Saturday, June 11, 2016

Move the goal posts? How about erasing them altogether!?

Decius at the Journal of American Greatness writes about Speaker Paul Ryan and his plans for a new GOP initiative on poverty...
But the Trump campaign is vastly superior to Ryan in its core understanding of the core issues most urgent right now. Every new President can focus on three, at most four, such issues. Trump seems to have three: secure borders, economic nationalism, and interests-based foreign policy. We can have a debate about whether those are the most urgent issues just now. Indeed, the whole campaign may be said to be such a debate. We’ll see who wins. 

Obviously, we at JAG think these are the most urgent issues just now. Maybe you agree, maybe you don’t. But does anyone—other than Paul Ryan—believe that developing a new poverty policy is the most urgent issue right now? Perhaps Jack Kemp’s ghost?
The "why" of Ryan's priority has little to do with compassion for the poor. It has everything to do with compassion for his own political career.

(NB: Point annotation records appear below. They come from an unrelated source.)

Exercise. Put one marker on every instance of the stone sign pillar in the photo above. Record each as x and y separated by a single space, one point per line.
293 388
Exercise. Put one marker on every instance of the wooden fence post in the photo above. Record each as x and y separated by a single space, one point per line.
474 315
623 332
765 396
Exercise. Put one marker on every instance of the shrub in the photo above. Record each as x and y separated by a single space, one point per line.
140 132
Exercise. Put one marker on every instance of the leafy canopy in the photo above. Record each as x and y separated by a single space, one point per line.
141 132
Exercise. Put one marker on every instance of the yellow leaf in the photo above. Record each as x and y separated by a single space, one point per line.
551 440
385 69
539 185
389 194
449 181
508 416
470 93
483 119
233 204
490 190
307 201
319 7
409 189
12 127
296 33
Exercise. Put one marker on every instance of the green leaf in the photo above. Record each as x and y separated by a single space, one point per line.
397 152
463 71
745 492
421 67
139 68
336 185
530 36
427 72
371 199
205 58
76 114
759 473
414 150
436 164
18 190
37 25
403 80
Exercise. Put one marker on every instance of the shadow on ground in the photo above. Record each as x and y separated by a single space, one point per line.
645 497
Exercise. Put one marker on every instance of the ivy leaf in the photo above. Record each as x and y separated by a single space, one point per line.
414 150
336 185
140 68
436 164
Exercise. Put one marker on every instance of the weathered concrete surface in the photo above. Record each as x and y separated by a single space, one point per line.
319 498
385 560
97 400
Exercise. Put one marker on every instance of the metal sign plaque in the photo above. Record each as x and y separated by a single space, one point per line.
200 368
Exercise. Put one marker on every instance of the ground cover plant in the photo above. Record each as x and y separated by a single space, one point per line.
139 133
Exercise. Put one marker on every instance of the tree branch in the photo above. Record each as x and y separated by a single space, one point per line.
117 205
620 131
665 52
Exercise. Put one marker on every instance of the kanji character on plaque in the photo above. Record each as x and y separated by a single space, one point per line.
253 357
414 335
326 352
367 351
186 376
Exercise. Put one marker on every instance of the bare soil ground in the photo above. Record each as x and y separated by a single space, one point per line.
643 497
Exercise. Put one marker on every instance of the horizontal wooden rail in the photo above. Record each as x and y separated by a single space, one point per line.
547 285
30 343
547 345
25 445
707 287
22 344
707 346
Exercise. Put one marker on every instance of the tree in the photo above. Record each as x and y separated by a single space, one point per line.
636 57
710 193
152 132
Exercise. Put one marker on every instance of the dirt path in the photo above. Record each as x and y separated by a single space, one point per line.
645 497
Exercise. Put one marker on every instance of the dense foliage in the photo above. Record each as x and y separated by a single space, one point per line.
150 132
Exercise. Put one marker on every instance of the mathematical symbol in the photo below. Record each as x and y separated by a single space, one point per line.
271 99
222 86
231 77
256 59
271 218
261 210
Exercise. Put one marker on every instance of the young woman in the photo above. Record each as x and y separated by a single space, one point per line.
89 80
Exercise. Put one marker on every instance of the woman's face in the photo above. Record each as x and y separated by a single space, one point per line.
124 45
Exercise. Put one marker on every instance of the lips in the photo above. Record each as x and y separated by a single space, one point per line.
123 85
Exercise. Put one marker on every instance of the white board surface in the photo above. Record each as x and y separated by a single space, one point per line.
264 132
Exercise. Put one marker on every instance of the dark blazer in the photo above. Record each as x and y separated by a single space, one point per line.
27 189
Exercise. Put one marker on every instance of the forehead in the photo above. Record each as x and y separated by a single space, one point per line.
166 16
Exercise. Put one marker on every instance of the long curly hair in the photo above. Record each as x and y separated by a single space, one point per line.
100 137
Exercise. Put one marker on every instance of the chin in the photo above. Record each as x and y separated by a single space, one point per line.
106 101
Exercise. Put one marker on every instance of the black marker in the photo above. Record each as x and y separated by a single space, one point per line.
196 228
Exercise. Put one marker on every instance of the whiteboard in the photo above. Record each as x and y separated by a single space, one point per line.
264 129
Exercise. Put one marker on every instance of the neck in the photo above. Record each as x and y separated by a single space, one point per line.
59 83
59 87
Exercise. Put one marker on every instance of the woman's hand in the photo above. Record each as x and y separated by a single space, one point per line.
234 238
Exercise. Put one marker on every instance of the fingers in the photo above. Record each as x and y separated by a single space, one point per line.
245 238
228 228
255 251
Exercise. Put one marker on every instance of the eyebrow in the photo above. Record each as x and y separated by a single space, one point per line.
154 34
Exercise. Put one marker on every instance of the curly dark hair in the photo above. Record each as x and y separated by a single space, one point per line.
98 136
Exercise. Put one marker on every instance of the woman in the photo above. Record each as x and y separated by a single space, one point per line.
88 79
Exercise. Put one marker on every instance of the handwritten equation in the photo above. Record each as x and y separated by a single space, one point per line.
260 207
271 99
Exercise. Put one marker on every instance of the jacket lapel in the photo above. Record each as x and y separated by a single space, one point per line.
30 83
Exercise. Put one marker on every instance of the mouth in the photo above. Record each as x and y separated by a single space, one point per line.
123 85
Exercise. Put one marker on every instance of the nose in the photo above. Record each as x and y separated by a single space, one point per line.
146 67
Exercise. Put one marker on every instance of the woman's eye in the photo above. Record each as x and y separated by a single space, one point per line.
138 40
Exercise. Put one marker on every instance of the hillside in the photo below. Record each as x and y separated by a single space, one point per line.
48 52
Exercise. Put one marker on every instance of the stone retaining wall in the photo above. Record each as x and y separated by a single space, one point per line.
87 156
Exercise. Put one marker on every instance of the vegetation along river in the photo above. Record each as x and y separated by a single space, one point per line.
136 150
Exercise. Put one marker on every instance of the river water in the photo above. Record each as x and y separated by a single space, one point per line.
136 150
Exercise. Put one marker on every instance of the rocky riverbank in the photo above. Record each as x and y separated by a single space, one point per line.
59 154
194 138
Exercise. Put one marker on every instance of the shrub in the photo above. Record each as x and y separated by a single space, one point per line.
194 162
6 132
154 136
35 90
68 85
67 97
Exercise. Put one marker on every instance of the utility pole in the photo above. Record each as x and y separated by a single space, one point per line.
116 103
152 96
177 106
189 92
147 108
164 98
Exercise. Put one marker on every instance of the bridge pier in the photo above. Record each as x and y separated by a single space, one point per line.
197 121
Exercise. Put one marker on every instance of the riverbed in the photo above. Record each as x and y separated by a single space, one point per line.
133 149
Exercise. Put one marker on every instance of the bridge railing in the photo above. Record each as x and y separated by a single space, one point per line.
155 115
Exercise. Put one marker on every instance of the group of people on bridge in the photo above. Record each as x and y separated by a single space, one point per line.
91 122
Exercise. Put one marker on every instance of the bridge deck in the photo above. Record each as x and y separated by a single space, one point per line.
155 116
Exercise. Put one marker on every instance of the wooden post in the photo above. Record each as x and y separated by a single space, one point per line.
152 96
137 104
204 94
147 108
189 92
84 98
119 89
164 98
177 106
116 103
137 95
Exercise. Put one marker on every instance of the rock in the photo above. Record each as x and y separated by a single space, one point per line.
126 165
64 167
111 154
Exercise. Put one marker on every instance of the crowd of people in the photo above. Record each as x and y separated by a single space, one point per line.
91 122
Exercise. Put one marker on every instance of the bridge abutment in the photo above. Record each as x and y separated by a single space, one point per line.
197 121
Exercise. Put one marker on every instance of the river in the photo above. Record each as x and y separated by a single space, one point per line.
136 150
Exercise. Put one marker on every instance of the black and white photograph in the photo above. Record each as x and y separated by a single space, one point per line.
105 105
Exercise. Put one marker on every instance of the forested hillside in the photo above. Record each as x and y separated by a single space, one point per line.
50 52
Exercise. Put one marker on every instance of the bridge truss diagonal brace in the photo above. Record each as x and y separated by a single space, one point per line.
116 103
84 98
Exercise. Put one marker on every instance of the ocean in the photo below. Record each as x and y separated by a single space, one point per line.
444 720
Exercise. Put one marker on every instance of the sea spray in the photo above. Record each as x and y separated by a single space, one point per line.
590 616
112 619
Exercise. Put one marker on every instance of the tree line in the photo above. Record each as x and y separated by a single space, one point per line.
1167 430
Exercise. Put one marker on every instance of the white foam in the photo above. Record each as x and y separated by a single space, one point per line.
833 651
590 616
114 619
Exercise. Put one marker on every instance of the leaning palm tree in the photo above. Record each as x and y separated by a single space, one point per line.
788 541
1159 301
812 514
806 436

The three Trump policy priorities Decius lists above have one thing in common: They can be measured for success or failure. Ryan's cannot. There is no metric by which you can judge an anti-poverty campaign. You can, however, determine whether or not a border is truly secure. You can judge whether or not an economic policy is helping or hurting the economy. You can decide whether or not our foreign policy is advancing or hindering our national interests.

Trump, unlike Paul Ryan or the entire Democrat Party, is putting his political capital where his mouth is. He's advancing policy priorities that can be used to judge his performance. Judging Ryan's performance with regard to the efficacy of his poverty program would be like nailing Jell-O to a tree. Since you can't say that he succeeded, you can't say that he failed.

There's an old Klingon proverb: bItuHlaHbe'chugh bIquvlaHbe'. "If you cannot be shamed, you cannot be honored." Paul Ryan turns that on its ear to become "If you cannot be honored, you cannot be shamed."